We traveled a lot together in the 1980s, and history was a frequent topic of conversation. He has done extensive research on our family history and traveled to many courthouses and cemeteries to gather information. When I was packing some stuff from my Mother’s house last year, I found a treasure trove of family pictures. I discovered (and framed) some black-and-white pictures my Dad took with a Brownie camera two years before I was born that are nearly identical to some I took many years later. We both prefer taking pictures of buildings, the older the better.
When I moved to Charleston in the mid-1980s, I started looking for architectural history, starting with the churches. I was told “around here you can’t spit without hitting a church or throw a rock without hitting an old one.” In the Lowcountry that is very true. Around the magnificent churches are equally impressive homes and businesses, and in some places, remnants from the era of passenger train travel that are still impressive to see.

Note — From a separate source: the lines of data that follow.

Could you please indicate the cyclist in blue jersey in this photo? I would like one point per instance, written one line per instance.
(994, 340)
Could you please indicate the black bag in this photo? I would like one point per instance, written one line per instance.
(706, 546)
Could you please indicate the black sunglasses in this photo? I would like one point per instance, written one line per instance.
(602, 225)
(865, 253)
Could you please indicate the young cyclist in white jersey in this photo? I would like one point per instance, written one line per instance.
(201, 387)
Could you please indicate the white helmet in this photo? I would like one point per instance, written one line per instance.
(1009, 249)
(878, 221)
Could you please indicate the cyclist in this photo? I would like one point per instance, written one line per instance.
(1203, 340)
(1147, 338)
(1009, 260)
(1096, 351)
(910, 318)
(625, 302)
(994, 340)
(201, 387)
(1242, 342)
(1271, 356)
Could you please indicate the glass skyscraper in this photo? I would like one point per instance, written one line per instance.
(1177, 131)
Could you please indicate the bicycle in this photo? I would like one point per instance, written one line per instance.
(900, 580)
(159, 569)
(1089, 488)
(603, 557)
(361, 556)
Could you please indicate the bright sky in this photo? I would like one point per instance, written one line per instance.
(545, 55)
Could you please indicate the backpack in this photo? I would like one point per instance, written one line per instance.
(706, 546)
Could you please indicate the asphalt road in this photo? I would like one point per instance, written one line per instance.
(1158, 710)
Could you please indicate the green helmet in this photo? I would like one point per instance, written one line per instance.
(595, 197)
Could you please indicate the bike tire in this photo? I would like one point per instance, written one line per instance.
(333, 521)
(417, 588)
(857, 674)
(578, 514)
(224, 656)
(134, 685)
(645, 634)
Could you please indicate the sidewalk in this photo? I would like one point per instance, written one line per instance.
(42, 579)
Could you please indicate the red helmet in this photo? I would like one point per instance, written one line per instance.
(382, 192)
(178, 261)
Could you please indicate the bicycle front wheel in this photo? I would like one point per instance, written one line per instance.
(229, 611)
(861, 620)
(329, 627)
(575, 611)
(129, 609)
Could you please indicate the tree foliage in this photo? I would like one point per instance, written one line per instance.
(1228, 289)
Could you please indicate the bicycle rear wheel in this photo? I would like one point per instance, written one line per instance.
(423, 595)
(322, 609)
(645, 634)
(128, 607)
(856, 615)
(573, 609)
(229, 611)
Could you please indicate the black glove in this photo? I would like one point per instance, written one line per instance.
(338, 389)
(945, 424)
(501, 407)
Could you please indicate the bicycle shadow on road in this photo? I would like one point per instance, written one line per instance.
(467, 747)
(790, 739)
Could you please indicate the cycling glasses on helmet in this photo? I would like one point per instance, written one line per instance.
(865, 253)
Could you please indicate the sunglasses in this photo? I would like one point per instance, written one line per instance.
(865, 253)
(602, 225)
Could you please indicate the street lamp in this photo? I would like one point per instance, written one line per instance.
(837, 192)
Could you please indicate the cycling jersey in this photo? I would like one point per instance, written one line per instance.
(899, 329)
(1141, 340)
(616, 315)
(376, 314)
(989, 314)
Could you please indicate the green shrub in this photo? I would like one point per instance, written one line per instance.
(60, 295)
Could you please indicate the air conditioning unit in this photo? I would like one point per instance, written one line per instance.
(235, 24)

After I moved back to Columbia, I was able to travel from the Midlands and discovered much more history in big and small places. I’ve stood at the “Four Corners of Law” at Meeting and Broad Streets in Charleston, and at the window of a crumbling rural farmhouse with a sign over the fireplace that said “I ain’t dead yet.” There are some truly amazing things to see in South Carolina, and I’ve managed to stumble onto many while looking for something else. It’s just fun.
When I can, I try to venture further out to places I have not visited before, usually in search of train depots and sites on the National Historic Register. My dad is retired however his age no longer permits him to travel as he once did, but he is always asking what I’ve been out shooting. Whenever I get a compliment on a picture, particularly about its composition, I take a second to say, “Thanks, Dad.”